Let $X_1,...,X_n$ be (not necessarily independent) identically distributed random variables with $E[X_1^2]<\infty$. Assume that there is a fixed $h\ge1$ so that $Cov(X_i,X_j)=0$ for $|i-j|\ge h$. Proof that with $S_n:=\sum_{i=1}^nX_i$ $$Var(S_n)\le 2nhVar(X_1)$$ Proof.

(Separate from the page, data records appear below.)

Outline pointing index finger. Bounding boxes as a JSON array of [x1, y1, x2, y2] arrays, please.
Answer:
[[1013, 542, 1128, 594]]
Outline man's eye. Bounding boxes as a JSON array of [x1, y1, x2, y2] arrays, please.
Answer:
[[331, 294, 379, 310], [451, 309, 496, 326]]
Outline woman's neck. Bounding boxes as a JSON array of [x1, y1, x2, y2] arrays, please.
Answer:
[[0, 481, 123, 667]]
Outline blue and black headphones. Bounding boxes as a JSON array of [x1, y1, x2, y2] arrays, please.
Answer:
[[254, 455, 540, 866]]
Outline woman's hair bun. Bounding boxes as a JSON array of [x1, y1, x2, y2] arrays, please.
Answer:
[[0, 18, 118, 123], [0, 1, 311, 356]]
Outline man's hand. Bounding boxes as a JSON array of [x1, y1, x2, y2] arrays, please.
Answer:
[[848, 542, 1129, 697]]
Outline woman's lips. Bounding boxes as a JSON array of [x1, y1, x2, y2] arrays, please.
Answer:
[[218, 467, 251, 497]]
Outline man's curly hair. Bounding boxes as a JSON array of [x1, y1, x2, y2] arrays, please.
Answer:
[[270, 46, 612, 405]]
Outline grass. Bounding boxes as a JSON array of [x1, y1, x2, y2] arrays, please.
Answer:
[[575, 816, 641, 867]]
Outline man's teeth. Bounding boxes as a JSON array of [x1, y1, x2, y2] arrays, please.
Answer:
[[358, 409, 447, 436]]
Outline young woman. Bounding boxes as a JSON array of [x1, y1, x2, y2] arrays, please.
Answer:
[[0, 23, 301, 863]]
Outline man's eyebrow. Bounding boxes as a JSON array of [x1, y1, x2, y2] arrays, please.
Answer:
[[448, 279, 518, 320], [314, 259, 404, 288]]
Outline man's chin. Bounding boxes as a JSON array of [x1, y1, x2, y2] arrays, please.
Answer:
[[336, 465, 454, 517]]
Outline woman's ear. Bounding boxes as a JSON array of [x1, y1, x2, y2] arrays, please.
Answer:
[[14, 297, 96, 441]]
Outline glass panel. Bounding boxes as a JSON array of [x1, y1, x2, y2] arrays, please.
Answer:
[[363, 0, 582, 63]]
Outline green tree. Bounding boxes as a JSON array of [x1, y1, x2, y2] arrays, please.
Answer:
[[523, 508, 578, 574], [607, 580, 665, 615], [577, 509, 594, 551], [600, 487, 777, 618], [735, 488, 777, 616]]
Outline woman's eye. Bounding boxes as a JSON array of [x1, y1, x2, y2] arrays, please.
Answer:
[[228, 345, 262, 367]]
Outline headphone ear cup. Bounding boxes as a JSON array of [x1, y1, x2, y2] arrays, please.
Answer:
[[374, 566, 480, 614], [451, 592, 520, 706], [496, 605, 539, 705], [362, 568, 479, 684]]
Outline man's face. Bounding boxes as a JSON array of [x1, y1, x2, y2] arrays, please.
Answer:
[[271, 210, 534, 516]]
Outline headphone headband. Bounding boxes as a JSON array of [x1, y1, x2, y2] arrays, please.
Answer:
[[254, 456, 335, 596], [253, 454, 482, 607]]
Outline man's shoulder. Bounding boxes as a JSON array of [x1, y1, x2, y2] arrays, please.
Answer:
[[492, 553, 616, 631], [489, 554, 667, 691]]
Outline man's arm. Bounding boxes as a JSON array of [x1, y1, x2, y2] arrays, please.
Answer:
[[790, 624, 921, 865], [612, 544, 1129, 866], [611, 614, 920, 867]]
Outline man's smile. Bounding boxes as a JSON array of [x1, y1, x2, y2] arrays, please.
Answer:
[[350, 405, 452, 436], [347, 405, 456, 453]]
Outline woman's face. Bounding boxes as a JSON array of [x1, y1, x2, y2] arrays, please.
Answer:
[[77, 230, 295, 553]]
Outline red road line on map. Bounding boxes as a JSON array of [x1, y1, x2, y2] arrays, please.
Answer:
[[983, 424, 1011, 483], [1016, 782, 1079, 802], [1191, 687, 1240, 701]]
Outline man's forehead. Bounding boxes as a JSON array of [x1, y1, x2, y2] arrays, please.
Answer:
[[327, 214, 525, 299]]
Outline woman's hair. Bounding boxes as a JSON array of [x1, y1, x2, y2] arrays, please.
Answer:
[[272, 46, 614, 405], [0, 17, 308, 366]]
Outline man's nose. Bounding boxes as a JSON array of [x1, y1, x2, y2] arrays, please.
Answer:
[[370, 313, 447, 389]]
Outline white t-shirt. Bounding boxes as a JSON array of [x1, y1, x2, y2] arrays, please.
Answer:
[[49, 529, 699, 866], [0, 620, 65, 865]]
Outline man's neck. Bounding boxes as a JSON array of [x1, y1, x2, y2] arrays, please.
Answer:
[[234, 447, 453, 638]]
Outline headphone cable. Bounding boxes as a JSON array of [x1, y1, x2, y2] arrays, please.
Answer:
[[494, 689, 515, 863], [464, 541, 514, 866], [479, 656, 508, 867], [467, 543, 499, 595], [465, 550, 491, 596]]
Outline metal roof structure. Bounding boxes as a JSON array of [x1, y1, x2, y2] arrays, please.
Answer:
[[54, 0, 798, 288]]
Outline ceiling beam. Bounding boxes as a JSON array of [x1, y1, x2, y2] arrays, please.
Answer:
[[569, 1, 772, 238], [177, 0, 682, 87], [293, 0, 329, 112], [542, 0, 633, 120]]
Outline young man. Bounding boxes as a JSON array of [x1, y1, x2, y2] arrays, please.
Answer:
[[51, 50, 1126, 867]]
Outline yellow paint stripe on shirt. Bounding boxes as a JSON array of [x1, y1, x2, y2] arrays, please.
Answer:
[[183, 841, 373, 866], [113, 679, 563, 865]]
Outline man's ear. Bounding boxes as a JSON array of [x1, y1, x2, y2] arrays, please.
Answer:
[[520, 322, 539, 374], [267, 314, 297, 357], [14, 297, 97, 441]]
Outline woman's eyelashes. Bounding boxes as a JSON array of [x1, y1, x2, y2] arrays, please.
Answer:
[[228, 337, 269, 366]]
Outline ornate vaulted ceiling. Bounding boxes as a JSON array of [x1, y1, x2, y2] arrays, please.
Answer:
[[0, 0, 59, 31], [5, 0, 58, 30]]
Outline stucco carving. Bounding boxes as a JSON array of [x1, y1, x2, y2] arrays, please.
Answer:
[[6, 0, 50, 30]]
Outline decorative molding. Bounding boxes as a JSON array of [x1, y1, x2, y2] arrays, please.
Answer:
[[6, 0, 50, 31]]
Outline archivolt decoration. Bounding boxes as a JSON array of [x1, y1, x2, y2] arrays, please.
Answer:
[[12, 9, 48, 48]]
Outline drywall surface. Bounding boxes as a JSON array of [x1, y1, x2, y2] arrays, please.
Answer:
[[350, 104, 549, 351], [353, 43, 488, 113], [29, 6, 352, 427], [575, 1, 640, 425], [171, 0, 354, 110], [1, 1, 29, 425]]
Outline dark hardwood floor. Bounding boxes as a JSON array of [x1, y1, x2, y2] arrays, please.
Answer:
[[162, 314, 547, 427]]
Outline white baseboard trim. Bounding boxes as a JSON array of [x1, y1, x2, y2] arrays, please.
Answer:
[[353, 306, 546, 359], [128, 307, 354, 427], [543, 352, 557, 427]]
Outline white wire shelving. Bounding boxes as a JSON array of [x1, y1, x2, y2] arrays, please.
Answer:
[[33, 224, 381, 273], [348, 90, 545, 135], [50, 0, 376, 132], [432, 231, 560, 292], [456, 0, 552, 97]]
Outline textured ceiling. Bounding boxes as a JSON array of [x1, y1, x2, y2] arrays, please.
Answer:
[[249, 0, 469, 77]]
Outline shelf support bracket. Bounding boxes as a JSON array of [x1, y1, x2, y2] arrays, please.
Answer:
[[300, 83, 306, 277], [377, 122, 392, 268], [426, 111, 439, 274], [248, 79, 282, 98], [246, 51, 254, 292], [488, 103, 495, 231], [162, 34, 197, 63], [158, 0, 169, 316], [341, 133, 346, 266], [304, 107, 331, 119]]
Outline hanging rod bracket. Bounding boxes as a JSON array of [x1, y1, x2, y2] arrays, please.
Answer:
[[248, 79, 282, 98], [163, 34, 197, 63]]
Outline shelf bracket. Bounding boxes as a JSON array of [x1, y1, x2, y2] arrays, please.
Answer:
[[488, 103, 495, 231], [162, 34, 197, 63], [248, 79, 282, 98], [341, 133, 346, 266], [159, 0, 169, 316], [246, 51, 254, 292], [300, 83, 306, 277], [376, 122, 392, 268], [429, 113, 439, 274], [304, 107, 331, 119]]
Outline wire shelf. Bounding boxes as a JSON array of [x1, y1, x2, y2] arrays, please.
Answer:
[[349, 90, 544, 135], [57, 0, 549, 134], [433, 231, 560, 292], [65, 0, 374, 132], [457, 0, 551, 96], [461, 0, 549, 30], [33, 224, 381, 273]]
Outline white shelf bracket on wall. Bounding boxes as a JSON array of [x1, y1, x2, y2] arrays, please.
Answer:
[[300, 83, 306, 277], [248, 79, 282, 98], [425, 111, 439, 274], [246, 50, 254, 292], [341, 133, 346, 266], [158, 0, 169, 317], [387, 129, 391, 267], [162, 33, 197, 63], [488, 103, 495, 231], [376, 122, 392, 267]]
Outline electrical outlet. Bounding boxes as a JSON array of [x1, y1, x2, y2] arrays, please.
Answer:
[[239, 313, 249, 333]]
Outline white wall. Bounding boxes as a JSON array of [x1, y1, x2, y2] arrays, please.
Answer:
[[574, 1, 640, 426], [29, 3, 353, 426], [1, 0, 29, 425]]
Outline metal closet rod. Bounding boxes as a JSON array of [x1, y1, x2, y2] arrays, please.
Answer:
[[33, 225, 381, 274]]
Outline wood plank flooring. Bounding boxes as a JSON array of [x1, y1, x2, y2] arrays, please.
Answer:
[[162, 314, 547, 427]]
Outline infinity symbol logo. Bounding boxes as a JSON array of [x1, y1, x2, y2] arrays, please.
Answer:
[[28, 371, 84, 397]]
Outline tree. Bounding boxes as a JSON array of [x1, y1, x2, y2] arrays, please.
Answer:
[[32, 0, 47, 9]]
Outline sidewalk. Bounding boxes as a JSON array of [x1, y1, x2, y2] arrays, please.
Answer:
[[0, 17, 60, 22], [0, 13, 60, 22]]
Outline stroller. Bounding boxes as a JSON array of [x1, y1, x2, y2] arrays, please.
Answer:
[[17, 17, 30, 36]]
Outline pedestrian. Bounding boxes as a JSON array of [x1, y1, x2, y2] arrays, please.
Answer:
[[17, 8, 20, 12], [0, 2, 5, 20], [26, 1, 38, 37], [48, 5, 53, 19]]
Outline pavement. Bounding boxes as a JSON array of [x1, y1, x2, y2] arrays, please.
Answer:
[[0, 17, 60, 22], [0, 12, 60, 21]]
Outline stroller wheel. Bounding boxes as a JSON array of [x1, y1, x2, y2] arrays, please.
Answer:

We have $$Var(S_n)=\sum_{i=1}^nVar(X_i)+2\sum_{\substack{1\le i < j \le n}} Cov(X_i,X_j)$$ $=$(assumption) $$nVar(X_1)+2\sum_{\substack{1\le i < j \le n \\ h > |i-j|}} Cov(X_i,X_j)$$$\le$ (Cauchy-Schwarz-ineq.)$$nVar(X_1)+2Var(X_1)\sum_{\substack{1\le i < j \le n \\ h > |i-j|}}1$$
and that has to be $\le 2nhVar(X_1)$.
Can anyone explain the last inequality to me?
Since $i<j$, $h > |i-j|$ means $h > j-i$ and hence $i<j<i+h$, hence fixing $i$, $j$ can take at most $h-1$ values.
Hence $$\sum_{\substack{1\le i < j \le n \\ h > |i-j|}}1 \leq n(h-1)$$
Hence
$$n+2\sum_{\substack{1\le i < j \le n \\ h > |i-j|}}1 \leq n+2n(h-1) \leq 2n + 2n(h-1)=2nh$$